On a political level, pro-life politics dominate reproductive politics at the expense of women’s political agency. Pro-choice advocates are constantly forced to defend themselves on pro-life terms and answer accusations of being anti-life and supporting murder. There are few discussions where pro-life advocates are forced to defend why their politics reinforce patriarchal norms — that take a heavy toll on women’s lives — and are by consequence anti-women.

On an ethical level, pro-life politics devalue women by viewing their bodies as a means to an end. Movements attempting to redefine women as political subjects outside of the cult of domesticity are displaced by value judgments that re-entrench their subjectivity in heteronormative and exclusionary familial roles. Thus, pro-life movements are both politically and ethically oppressive toward women.
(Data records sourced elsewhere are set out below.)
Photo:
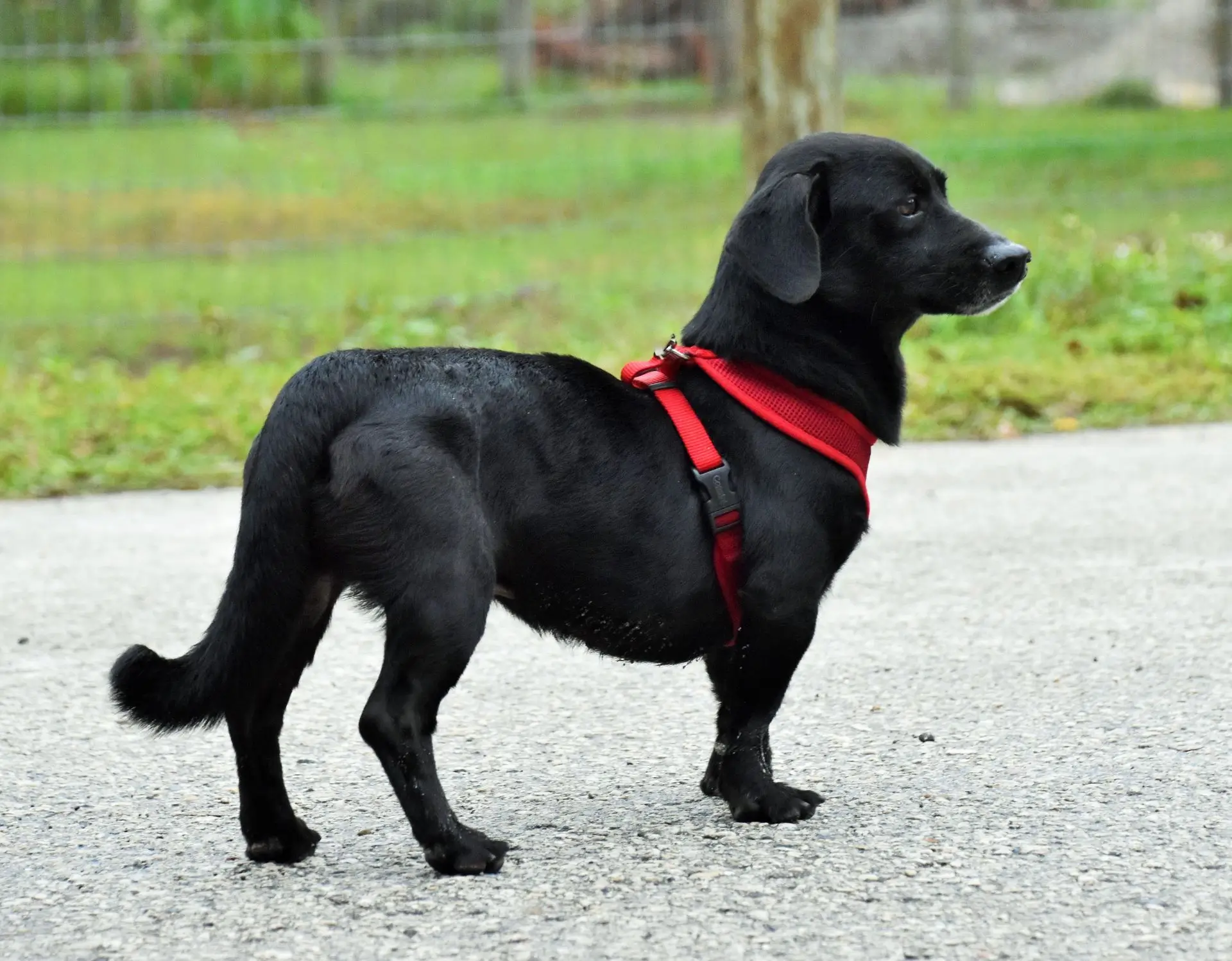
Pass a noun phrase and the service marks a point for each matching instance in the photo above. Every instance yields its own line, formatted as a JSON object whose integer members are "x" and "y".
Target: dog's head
{"x": 862, "y": 225}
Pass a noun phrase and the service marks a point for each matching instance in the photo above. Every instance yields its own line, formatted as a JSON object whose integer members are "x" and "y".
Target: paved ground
{"x": 1055, "y": 611}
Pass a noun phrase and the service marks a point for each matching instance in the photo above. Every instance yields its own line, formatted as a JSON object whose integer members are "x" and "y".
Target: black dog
{"x": 429, "y": 482}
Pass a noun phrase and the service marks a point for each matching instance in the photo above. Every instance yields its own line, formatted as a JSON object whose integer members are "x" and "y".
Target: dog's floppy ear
{"x": 774, "y": 237}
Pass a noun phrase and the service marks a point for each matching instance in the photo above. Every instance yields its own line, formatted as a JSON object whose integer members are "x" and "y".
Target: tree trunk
{"x": 959, "y": 95}
{"x": 792, "y": 84}
{"x": 518, "y": 47}
{"x": 1224, "y": 51}
{"x": 724, "y": 47}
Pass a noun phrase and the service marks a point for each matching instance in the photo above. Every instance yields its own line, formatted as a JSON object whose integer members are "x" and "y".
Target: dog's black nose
{"x": 1008, "y": 259}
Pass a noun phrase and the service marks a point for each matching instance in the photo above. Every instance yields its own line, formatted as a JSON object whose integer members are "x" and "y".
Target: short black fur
{"x": 431, "y": 482}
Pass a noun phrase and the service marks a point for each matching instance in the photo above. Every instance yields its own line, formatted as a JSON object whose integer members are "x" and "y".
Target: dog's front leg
{"x": 749, "y": 682}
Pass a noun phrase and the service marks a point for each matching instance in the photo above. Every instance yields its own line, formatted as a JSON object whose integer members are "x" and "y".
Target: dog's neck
{"x": 844, "y": 358}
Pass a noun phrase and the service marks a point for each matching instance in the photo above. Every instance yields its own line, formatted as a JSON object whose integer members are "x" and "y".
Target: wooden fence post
{"x": 791, "y": 76}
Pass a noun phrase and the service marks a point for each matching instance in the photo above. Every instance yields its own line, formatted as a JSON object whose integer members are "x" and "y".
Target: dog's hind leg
{"x": 751, "y": 680}
{"x": 270, "y": 826}
{"x": 431, "y": 634}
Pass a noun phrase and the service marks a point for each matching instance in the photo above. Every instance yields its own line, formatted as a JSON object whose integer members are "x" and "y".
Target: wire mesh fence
{"x": 163, "y": 158}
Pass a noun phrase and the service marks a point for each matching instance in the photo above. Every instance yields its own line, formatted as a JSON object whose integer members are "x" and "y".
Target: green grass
{"x": 590, "y": 234}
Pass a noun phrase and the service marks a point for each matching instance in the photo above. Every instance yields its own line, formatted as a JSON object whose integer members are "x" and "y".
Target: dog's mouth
{"x": 986, "y": 305}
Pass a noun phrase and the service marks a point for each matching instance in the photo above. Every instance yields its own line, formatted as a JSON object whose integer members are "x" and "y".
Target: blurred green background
{"x": 199, "y": 195}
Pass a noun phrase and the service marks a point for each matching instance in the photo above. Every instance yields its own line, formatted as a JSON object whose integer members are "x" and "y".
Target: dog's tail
{"x": 270, "y": 576}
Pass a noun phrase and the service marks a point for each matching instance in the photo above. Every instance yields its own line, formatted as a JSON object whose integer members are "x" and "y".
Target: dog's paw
{"x": 467, "y": 853}
{"x": 286, "y": 847}
{"x": 774, "y": 804}
{"x": 710, "y": 780}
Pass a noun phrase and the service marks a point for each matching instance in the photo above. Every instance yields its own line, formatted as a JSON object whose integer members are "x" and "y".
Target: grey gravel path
{"x": 1055, "y": 611}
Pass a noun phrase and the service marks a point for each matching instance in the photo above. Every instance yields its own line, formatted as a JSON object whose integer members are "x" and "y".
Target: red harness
{"x": 801, "y": 414}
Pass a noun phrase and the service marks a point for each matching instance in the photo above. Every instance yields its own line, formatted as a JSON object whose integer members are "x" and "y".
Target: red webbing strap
{"x": 656, "y": 376}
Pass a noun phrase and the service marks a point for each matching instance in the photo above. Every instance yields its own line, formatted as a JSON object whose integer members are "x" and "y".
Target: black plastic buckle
{"x": 719, "y": 496}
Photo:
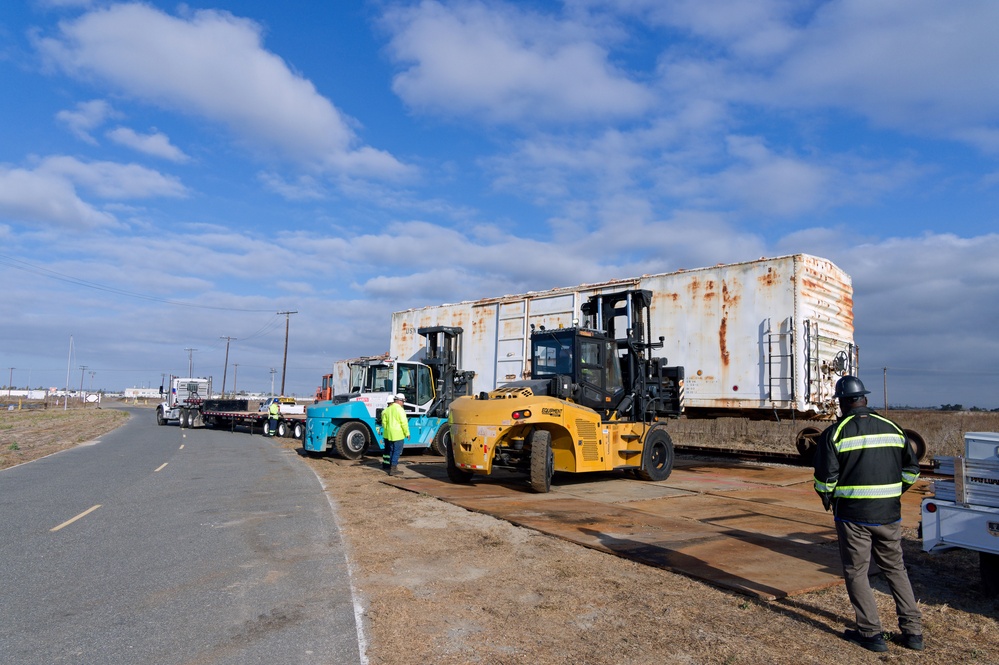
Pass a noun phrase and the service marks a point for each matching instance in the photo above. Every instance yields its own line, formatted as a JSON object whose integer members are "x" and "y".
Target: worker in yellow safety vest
{"x": 273, "y": 415}
{"x": 395, "y": 431}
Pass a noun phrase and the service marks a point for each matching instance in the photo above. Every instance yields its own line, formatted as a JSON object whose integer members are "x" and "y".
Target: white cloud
{"x": 111, "y": 180}
{"x": 302, "y": 188}
{"x": 42, "y": 196}
{"x": 213, "y": 65}
{"x": 48, "y": 192}
{"x": 86, "y": 117}
{"x": 156, "y": 144}
{"x": 505, "y": 65}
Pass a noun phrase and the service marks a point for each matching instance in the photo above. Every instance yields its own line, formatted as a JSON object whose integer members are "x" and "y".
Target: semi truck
{"x": 189, "y": 402}
{"x": 596, "y": 400}
{"x": 181, "y": 396}
{"x": 349, "y": 424}
{"x": 964, "y": 509}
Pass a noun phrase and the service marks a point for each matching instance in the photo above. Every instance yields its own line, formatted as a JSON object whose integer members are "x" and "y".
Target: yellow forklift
{"x": 596, "y": 401}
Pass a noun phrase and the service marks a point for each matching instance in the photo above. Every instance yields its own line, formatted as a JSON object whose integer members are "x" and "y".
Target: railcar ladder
{"x": 780, "y": 355}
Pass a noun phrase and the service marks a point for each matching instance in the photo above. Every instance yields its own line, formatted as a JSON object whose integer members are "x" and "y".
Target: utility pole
{"x": 226, "y": 369}
{"x": 284, "y": 367}
{"x": 886, "y": 387}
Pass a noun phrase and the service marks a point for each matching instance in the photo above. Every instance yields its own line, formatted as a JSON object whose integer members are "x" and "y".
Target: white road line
{"x": 70, "y": 521}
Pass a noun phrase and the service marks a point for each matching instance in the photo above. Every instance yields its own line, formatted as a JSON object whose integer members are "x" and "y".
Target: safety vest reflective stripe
{"x": 869, "y": 491}
{"x": 870, "y": 441}
{"x": 823, "y": 486}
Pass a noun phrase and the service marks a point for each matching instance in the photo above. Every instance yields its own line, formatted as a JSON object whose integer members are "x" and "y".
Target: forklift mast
{"x": 651, "y": 389}
{"x": 442, "y": 358}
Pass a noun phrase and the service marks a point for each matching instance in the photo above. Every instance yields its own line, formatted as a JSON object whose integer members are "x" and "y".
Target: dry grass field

Reproductive politics’ accompanying legislation serves to almost exclusively answer to the ethical claims raised by pro-life movements. Legislation restricts legal abortion to only a narrow window of time, promoting an ethics that decides at some point during a pregnancy that the fetus is now a rights-possessing life. Regardless of the personhood status of a fetus, formulating a politics that tries to delineate between when a fetus qualifies as a rights-bearing life and when it does not effectively proposes a politically informative ethics that treats women like incubators.

With the way these restrictions operate, a woman wanting an abortion is afforded a moment of agency not because she is understood as a person with a life outside of domesticity and child rearing, but because for only a certain amount of time her role as a mother is suspended since the “life” inside of her is suspended. The moment the fetus is understood as a human life, the woman has an obligation to be responsible for it, and in our culture that responsibility manifests as a means of oppression that relegates women to coerced positions of domesticity and motherhood.
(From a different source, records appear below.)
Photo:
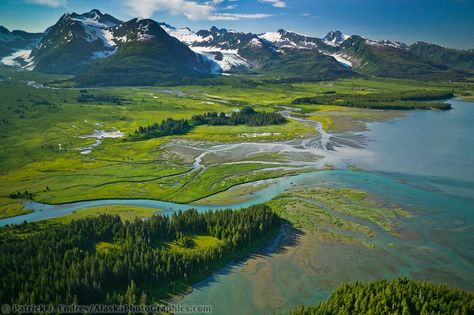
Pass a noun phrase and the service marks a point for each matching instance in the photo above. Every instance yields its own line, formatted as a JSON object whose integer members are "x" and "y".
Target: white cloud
{"x": 190, "y": 9}
{"x": 236, "y": 16}
{"x": 275, "y": 3}
{"x": 49, "y": 3}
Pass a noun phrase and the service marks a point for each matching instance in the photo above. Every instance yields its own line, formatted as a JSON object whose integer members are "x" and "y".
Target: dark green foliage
{"x": 60, "y": 264}
{"x": 399, "y": 296}
{"x": 167, "y": 127}
{"x": 395, "y": 62}
{"x": 454, "y": 58}
{"x": 247, "y": 116}
{"x": 100, "y": 98}
{"x": 21, "y": 195}
{"x": 395, "y": 100}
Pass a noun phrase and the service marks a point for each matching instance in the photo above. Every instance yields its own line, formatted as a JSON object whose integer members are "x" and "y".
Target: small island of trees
{"x": 247, "y": 116}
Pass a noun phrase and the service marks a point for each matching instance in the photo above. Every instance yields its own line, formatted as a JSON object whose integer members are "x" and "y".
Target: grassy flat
{"x": 44, "y": 131}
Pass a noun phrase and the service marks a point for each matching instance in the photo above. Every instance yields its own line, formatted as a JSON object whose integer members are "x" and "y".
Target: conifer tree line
{"x": 61, "y": 264}
{"x": 247, "y": 116}
{"x": 399, "y": 296}
{"x": 394, "y": 100}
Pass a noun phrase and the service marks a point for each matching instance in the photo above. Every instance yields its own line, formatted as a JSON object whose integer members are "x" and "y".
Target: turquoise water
{"x": 424, "y": 162}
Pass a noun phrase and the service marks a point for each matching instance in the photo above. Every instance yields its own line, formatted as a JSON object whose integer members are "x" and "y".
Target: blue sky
{"x": 445, "y": 22}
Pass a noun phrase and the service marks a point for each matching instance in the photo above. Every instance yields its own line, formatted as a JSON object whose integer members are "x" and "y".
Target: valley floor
{"x": 64, "y": 145}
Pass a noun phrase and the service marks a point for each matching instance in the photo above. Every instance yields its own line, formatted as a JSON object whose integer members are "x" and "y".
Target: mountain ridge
{"x": 85, "y": 44}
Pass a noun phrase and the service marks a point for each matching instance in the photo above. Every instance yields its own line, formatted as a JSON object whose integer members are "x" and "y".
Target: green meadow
{"x": 45, "y": 132}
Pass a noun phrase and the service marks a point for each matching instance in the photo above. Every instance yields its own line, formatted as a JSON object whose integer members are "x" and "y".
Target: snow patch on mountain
{"x": 13, "y": 59}
{"x": 273, "y": 37}
{"x": 335, "y": 38}
{"x": 342, "y": 60}
{"x": 185, "y": 35}
{"x": 225, "y": 59}
{"x": 382, "y": 43}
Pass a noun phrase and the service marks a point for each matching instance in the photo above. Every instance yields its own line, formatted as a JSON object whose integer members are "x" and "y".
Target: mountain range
{"x": 102, "y": 50}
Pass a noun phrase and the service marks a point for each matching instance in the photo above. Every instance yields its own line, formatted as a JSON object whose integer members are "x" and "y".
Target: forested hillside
{"x": 96, "y": 259}
{"x": 399, "y": 296}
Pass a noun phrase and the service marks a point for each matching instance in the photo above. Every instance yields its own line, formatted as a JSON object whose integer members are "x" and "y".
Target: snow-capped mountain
{"x": 335, "y": 38}
{"x": 16, "y": 46}
{"x": 80, "y": 43}
{"x": 98, "y": 46}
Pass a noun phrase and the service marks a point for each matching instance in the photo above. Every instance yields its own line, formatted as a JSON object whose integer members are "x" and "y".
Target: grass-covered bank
{"x": 49, "y": 135}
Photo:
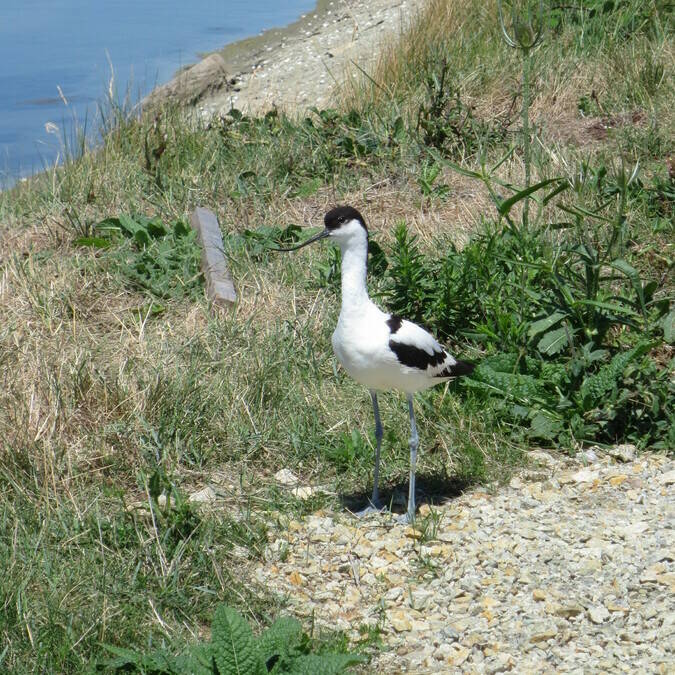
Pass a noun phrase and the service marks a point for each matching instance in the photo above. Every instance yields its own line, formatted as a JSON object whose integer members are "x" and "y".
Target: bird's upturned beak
{"x": 316, "y": 237}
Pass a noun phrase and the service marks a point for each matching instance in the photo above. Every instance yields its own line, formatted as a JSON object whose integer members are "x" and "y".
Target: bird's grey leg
{"x": 375, "y": 500}
{"x": 375, "y": 504}
{"x": 414, "y": 444}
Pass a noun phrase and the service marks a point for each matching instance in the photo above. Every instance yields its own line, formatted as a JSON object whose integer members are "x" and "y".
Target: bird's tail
{"x": 458, "y": 369}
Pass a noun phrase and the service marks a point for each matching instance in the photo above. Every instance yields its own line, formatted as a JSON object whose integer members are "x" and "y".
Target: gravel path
{"x": 571, "y": 574}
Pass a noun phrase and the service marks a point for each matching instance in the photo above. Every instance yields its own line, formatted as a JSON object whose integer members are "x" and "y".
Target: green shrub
{"x": 234, "y": 650}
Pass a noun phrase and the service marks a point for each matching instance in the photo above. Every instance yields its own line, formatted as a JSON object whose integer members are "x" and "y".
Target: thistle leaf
{"x": 554, "y": 341}
{"x": 232, "y": 644}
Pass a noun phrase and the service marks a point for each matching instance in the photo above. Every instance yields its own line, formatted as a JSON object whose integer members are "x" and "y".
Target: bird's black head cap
{"x": 340, "y": 215}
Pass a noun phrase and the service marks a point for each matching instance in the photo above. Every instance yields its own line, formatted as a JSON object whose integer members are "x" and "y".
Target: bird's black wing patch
{"x": 457, "y": 369}
{"x": 414, "y": 357}
{"x": 394, "y": 322}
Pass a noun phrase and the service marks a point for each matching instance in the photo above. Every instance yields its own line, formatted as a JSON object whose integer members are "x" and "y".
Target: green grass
{"x": 114, "y": 391}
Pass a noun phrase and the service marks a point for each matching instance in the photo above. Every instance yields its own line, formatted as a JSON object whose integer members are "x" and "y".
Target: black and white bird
{"x": 380, "y": 350}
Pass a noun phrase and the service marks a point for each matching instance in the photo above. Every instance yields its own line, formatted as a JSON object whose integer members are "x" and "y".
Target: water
{"x": 70, "y": 44}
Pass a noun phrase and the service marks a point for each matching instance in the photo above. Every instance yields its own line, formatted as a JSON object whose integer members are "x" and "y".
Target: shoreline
{"x": 292, "y": 67}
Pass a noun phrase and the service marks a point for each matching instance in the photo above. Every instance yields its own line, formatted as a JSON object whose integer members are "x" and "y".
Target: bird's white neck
{"x": 354, "y": 261}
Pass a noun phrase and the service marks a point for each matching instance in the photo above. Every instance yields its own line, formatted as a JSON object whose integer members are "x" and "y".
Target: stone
{"x": 544, "y": 635}
{"x": 667, "y": 478}
{"x": 625, "y": 452}
{"x": 598, "y": 614}
{"x": 303, "y": 492}
{"x": 400, "y": 621}
{"x": 204, "y": 496}
{"x": 192, "y": 84}
{"x": 584, "y": 476}
{"x": 568, "y": 611}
When the value of a fetus is compared to the value of a woman’s life, the fetus will always be understood as more valuable than the mother’s life in a culture that views women as in service to the propagation of families. Because of this, pro-life politics as an ethical position legally reinforces systematic forms of oppression that render women’s lives disposable.

Carly Moore is a College sophomore from Warner Robins, Georgia.